A Swiss cybersecurity company has announced a partnership with Microsoft to support the Rwandan Government in adopting blockchain technology.
The deal is part of an ongoing collaboration to turn the East African country into a Blockchain and IoT center of excellence. The partnership was first proposed earlier this year as part of the country’s digital transformation master plan.
Rwanda is positioning itself as a hub for facilitating access to policy, technical and business expertise as part of a wider Smart Africa initiative with 17 other countries.
Speaking of the Blockchain center, Rwanda’s Minister of Youth & ICT Hon. Jean Philbert Nsengimana said “we have to harness opportunities in exponential technologies.
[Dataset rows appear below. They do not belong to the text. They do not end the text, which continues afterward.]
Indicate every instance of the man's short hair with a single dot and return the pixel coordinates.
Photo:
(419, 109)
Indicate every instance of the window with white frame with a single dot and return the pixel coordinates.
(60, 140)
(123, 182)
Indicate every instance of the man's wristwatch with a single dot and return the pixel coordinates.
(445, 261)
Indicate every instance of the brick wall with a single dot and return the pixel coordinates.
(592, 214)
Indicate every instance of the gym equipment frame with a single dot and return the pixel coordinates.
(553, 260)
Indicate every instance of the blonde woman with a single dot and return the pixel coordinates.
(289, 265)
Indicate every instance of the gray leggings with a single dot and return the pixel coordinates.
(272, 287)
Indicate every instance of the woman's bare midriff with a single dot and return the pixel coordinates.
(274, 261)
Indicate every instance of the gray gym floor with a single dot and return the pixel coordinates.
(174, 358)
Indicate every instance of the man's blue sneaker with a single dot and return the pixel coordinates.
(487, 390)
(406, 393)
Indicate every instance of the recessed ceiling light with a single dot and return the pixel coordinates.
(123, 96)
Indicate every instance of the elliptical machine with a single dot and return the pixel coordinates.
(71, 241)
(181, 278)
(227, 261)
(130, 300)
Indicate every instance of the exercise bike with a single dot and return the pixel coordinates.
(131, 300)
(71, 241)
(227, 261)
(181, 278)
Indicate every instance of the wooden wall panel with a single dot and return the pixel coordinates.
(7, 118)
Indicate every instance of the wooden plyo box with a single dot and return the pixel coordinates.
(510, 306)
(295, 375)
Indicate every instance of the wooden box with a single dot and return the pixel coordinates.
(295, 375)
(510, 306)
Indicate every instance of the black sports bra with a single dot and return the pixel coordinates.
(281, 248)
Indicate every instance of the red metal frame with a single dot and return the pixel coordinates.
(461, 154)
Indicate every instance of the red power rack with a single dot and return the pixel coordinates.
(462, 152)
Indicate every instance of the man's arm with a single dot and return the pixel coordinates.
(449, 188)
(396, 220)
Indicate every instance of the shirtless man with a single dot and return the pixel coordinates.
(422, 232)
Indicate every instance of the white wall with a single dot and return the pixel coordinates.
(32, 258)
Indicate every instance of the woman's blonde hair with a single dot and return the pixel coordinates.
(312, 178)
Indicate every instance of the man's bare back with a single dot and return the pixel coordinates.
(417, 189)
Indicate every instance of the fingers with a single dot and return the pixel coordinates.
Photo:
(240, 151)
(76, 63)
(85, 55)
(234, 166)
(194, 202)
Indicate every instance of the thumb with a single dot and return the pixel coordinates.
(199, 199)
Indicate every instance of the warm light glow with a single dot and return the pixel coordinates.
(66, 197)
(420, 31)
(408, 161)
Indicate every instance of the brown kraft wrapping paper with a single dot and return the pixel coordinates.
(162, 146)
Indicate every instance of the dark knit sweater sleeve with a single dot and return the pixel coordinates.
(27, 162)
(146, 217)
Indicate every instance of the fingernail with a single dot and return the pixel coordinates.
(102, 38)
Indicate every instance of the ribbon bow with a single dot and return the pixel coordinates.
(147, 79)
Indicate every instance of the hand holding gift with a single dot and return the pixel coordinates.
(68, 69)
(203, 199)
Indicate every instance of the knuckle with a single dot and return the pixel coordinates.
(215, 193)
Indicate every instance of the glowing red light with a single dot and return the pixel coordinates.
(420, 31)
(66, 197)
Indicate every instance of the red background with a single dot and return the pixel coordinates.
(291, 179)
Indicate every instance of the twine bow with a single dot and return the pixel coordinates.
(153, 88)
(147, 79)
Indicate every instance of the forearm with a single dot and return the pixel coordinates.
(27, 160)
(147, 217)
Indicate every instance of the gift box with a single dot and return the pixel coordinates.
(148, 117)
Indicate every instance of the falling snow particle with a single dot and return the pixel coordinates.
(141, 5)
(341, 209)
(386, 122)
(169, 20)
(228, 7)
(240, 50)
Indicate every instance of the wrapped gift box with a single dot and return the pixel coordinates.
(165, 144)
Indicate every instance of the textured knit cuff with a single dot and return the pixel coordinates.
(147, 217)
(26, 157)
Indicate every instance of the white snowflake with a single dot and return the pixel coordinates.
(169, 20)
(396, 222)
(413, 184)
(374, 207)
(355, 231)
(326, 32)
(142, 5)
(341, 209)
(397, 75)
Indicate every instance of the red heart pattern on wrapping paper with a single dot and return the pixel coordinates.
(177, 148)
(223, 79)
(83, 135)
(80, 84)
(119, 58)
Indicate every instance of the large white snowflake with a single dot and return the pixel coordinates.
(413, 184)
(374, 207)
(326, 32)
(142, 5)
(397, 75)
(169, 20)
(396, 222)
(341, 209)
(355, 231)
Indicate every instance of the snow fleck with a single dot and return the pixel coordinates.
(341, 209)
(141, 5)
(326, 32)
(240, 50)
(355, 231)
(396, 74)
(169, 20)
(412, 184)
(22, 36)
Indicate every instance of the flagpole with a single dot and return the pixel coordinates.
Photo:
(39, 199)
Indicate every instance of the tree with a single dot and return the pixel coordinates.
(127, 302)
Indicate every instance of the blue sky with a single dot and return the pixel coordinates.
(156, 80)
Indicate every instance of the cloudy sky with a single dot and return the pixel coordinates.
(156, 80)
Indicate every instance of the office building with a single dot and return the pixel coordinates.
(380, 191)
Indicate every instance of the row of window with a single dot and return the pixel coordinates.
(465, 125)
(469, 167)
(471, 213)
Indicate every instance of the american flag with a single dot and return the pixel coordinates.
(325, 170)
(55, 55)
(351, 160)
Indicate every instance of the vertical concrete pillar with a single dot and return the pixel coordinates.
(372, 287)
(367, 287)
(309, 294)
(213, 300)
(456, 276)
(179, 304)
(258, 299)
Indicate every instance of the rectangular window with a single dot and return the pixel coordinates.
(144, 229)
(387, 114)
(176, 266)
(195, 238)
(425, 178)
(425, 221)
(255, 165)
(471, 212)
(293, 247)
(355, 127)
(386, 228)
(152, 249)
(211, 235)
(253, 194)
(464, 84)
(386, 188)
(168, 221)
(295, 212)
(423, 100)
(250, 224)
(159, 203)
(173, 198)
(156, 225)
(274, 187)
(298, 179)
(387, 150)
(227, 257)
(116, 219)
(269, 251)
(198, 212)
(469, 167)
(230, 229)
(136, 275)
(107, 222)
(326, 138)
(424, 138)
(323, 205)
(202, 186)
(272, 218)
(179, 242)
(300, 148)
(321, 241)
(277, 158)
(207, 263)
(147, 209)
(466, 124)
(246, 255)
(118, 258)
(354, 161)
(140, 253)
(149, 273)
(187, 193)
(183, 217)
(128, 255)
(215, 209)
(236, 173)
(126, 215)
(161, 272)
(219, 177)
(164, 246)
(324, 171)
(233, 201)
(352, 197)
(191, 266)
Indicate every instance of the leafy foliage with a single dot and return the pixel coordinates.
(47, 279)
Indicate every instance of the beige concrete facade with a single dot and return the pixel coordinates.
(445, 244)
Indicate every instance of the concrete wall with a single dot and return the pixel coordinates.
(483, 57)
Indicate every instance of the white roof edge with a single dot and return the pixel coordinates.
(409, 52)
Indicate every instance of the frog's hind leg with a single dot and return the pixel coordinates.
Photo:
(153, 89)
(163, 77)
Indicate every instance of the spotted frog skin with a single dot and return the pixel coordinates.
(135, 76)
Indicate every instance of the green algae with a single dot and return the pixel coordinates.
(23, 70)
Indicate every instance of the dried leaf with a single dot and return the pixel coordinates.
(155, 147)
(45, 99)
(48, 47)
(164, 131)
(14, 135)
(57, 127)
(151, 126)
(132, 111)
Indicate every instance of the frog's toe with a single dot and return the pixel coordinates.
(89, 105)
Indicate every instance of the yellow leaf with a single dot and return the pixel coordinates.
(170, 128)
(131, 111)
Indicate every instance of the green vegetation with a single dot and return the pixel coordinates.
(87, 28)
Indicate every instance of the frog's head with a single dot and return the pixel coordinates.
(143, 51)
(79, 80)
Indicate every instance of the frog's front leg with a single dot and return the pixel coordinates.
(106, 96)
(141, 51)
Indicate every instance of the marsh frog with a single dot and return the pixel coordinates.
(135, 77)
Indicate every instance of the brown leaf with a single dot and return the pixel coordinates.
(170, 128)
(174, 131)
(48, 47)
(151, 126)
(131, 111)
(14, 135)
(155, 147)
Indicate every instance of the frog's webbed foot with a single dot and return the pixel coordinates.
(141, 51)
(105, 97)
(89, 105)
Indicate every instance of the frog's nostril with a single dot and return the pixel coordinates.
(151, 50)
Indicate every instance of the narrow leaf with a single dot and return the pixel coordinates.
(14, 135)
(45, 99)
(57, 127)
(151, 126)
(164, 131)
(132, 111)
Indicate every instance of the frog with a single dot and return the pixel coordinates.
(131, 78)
These technologies include artificial intelligence, robotics, drones, big data, internet of things (IoT), Blockchain, and 3D printing.”
The government and private sector see the blockchain as a fundamental shift in sharing data across industries, transparency and auditable value exchange.
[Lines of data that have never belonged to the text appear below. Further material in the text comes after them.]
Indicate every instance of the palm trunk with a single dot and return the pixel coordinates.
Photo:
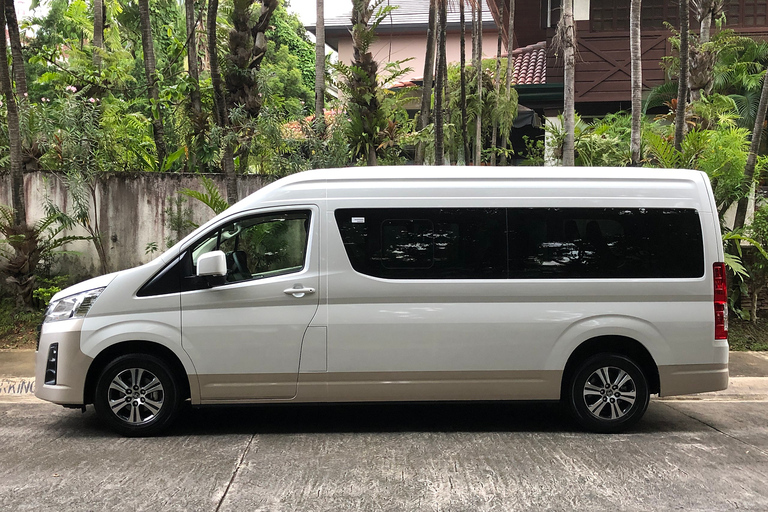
(426, 89)
(508, 78)
(194, 70)
(682, 85)
(497, 90)
(479, 68)
(14, 126)
(463, 73)
(569, 106)
(439, 87)
(219, 102)
(749, 169)
(19, 74)
(151, 73)
(98, 32)
(320, 68)
(637, 79)
(195, 101)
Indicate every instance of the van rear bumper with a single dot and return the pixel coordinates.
(684, 379)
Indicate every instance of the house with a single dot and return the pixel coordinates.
(602, 34)
(403, 35)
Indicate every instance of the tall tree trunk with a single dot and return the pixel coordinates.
(569, 106)
(19, 75)
(220, 106)
(497, 90)
(320, 68)
(98, 32)
(192, 64)
(151, 73)
(508, 77)
(635, 50)
(426, 89)
(463, 73)
(479, 68)
(682, 85)
(195, 101)
(749, 169)
(439, 82)
(14, 125)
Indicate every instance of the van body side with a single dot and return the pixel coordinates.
(411, 284)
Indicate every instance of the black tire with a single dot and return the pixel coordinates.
(608, 393)
(137, 395)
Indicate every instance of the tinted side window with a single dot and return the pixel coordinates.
(425, 243)
(604, 243)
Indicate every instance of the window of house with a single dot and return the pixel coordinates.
(613, 15)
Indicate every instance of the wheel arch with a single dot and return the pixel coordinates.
(612, 344)
(135, 347)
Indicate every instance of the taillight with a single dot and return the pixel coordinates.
(721, 301)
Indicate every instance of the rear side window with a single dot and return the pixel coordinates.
(604, 243)
(523, 243)
(425, 243)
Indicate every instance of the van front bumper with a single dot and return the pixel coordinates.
(65, 376)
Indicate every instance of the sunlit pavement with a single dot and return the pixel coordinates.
(707, 452)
WiseKey will bring on board technical tools for identity management powered by Microsoft’s Azure Blockchain. Beyond managing identity, these capabilities apply to a wide range of use cases for Rwanda’s economy.
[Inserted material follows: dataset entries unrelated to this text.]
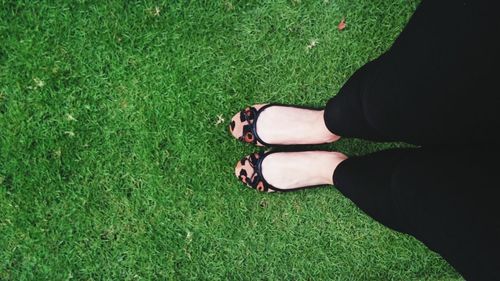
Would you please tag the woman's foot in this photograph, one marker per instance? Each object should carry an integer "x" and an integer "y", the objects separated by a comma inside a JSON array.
[
  {"x": 283, "y": 171},
  {"x": 281, "y": 125}
]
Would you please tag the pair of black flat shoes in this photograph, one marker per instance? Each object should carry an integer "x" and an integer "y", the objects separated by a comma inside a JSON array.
[{"x": 249, "y": 168}]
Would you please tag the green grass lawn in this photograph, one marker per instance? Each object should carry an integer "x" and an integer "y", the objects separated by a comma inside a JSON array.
[{"x": 114, "y": 164}]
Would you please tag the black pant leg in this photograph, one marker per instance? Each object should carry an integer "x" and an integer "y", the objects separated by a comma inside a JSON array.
[
  {"x": 447, "y": 197},
  {"x": 437, "y": 84}
]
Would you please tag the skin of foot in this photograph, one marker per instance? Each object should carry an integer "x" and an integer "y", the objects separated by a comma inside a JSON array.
[
  {"x": 288, "y": 170},
  {"x": 287, "y": 125}
]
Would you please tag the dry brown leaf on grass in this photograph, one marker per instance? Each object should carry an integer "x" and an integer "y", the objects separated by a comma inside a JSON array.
[{"x": 342, "y": 24}]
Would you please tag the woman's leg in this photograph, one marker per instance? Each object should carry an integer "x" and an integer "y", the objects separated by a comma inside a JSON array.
[
  {"x": 437, "y": 84},
  {"x": 447, "y": 197}
]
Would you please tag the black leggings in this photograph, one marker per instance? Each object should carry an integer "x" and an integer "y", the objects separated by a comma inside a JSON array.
[{"x": 437, "y": 87}]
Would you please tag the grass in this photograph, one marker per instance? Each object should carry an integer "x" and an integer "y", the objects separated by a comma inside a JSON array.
[{"x": 113, "y": 165}]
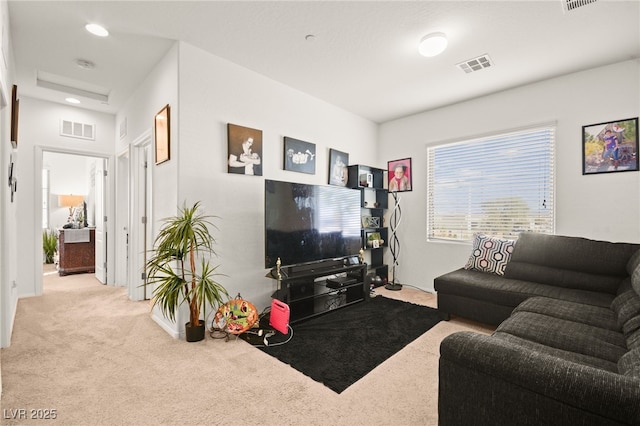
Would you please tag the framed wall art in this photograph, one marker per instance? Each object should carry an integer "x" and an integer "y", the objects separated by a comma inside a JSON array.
[
  {"x": 162, "y": 128},
  {"x": 299, "y": 156},
  {"x": 245, "y": 150},
  {"x": 338, "y": 172},
  {"x": 399, "y": 175},
  {"x": 610, "y": 147}
]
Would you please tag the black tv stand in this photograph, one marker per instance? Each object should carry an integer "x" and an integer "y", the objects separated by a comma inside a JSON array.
[{"x": 312, "y": 289}]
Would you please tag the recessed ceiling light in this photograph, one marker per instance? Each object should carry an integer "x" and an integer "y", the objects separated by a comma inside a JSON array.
[
  {"x": 96, "y": 29},
  {"x": 432, "y": 44},
  {"x": 84, "y": 64}
]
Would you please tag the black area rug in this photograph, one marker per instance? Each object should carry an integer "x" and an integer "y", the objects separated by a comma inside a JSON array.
[{"x": 342, "y": 346}]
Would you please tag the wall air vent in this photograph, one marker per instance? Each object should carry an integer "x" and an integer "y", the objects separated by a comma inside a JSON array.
[
  {"x": 475, "y": 64},
  {"x": 569, "y": 5},
  {"x": 77, "y": 130}
]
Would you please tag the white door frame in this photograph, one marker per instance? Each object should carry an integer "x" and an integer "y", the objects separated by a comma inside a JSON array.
[
  {"x": 139, "y": 211},
  {"x": 121, "y": 275}
]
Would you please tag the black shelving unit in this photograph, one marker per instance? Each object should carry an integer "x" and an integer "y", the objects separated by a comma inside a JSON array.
[{"x": 374, "y": 201}]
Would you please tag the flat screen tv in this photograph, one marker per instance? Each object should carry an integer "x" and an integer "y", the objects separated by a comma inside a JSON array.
[{"x": 306, "y": 223}]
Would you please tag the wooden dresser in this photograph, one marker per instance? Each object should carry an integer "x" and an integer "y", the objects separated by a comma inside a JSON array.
[{"x": 76, "y": 249}]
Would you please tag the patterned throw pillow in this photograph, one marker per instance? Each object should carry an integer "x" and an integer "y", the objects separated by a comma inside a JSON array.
[{"x": 490, "y": 254}]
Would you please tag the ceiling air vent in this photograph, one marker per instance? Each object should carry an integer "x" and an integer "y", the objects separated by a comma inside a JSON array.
[
  {"x": 77, "y": 130},
  {"x": 475, "y": 64},
  {"x": 569, "y": 5}
]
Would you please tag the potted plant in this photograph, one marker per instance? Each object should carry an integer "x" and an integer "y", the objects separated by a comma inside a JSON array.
[
  {"x": 49, "y": 245},
  {"x": 180, "y": 271}
]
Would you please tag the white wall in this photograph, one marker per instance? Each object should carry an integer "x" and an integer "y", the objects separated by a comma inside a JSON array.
[
  {"x": 8, "y": 210},
  {"x": 604, "y": 206},
  {"x": 40, "y": 131},
  {"x": 214, "y": 92}
]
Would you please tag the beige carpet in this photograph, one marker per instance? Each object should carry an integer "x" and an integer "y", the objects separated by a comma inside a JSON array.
[{"x": 96, "y": 358}]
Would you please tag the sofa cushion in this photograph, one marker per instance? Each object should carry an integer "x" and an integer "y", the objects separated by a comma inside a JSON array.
[
  {"x": 626, "y": 306},
  {"x": 631, "y": 326},
  {"x": 574, "y": 253},
  {"x": 489, "y": 254},
  {"x": 563, "y": 277},
  {"x": 633, "y": 263},
  {"x": 566, "y": 335},
  {"x": 509, "y": 292},
  {"x": 633, "y": 268},
  {"x": 633, "y": 340},
  {"x": 596, "y": 316},
  {"x": 629, "y": 363},
  {"x": 558, "y": 353}
]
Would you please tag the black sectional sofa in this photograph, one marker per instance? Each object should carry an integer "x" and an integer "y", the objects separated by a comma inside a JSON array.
[{"x": 567, "y": 347}]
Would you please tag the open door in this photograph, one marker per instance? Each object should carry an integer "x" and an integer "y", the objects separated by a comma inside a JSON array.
[{"x": 101, "y": 237}]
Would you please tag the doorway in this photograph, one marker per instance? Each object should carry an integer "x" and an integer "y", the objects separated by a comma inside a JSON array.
[
  {"x": 80, "y": 176},
  {"x": 139, "y": 230}
]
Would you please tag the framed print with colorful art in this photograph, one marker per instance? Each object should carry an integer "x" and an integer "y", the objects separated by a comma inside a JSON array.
[
  {"x": 610, "y": 147},
  {"x": 399, "y": 172}
]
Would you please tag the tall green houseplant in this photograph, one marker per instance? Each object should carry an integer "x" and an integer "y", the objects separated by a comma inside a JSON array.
[
  {"x": 49, "y": 245},
  {"x": 180, "y": 270}
]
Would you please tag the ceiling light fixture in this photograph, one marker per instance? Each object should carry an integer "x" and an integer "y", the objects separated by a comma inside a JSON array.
[
  {"x": 84, "y": 64},
  {"x": 432, "y": 44},
  {"x": 96, "y": 29}
]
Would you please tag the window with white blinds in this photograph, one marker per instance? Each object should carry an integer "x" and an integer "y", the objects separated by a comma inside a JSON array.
[{"x": 500, "y": 185}]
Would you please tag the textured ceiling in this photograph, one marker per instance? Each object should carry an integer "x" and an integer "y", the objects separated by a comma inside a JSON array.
[{"x": 363, "y": 57}]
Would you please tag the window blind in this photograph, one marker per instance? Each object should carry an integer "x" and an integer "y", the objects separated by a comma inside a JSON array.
[{"x": 500, "y": 185}]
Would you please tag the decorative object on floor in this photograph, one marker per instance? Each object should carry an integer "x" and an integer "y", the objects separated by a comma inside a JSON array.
[
  {"x": 172, "y": 270},
  {"x": 245, "y": 150},
  {"x": 394, "y": 243},
  {"x": 338, "y": 172},
  {"x": 342, "y": 346},
  {"x": 279, "y": 316},
  {"x": 235, "y": 317},
  {"x": 610, "y": 147},
  {"x": 299, "y": 156},
  {"x": 162, "y": 133},
  {"x": 400, "y": 175}
]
The first phase will digitize Rwanda’s Land Registry using WiseKey’s suite of applications. Microsoft’s Azure platform will protect the personal data limiting access to WiseID for authentication of identity and validation of assets.
Proving ownership of land and property in developing countries is a well-documented problem. The secondary effects of poor title registries mean property owners cannot leverage their assets as collateral to access financing. Blockchain startups like Factom are pairing up with governments in Latin America to record land ownership on distributed ledgers.
The promise of blockchain is an open, transparent auditable and verifiable record of any transaction.
One of Rwanda’s neighbours to the north, Kenya, disclosed a collaboration with IBM to transform the management of public records to a blockchain. Institutional failure in countries such as Kenya means the integrity of documents across different industries such as health, real estate, and education stand to benefit from transparency.
But Propy, a blockchain startup and official partner in the Ukraine’s blockchain title registry project, says the blockchain has a shortcoming when interfacing with the real world.
In developing countries like Kenya, the biggest barrier to change is political will more than the technology itself. Often, the land is communally owned, or a source of truth on ownership is murky at best after government officials have tampered with registries followed by several changes in ownership.
The blockchain itself may fall short of streamlining property management in countries that need it most.